The Rev. F. H. de Winton
The Principal of Jesus College, Oxford, writes: --
The death of the Rev. F. H. de Winton, Senior Fellow of Jesus College, noticed in your issue of April 28, breaks a link with the academic past of Oxford.
He was one of the old and rapidly disappearing Life Fellows, but of a very special kind.
Sir Leoline Jenkins, formerly Principal of Jesus and afterwards Judge of the Admiralty Court, says in his will in 1685: "It is but too obvious that the persons in Holy Orders employed in his Majesty's fleet at sea and foreign plantations are too few."
Accordingly he established at Jesus College two fellowships whose holders should serve as his clergy "in any of his Majesty's fleets or in his Majesty's plantations" under the direction of the Lord High Admiral and the Lord Bishop of London respectively.
De Winton was the last of these.
He was elected to a Missionary Fellowship in 1876, just in time, for in the following year by the reforming zeal of the Oxford and Cambridge Universities Commission these rather unusual Fellowships were abolished, with the usual proviso saving the rights of existing holders.
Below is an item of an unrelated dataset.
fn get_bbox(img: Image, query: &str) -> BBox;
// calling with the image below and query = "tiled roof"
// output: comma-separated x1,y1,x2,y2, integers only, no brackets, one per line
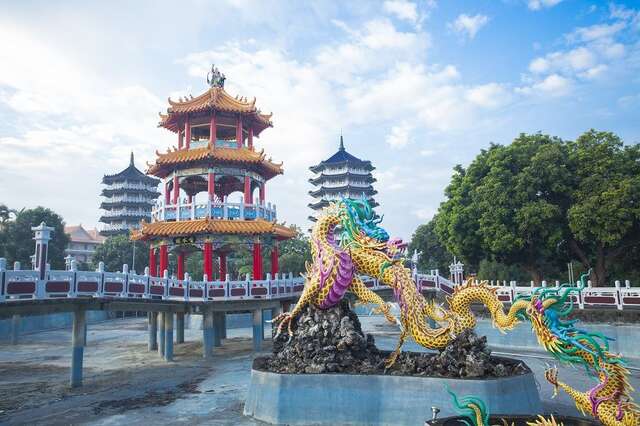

Few of the "existing rights" saved by the Commission of 1877 can have lasted for 56 years.
Celon was the "plantation" to which de Winton devoted his life.
For half a century he was a well-known and well-loved, if rather eccentric, figure in Colombo, and when he retired to England a few years ago he left behind many friends, and no enemies.
He kept in touch with the college by occasional residence, by ever-welcome attendance at "Gaudys" and other celebrations, and by a continual interest in it's doings.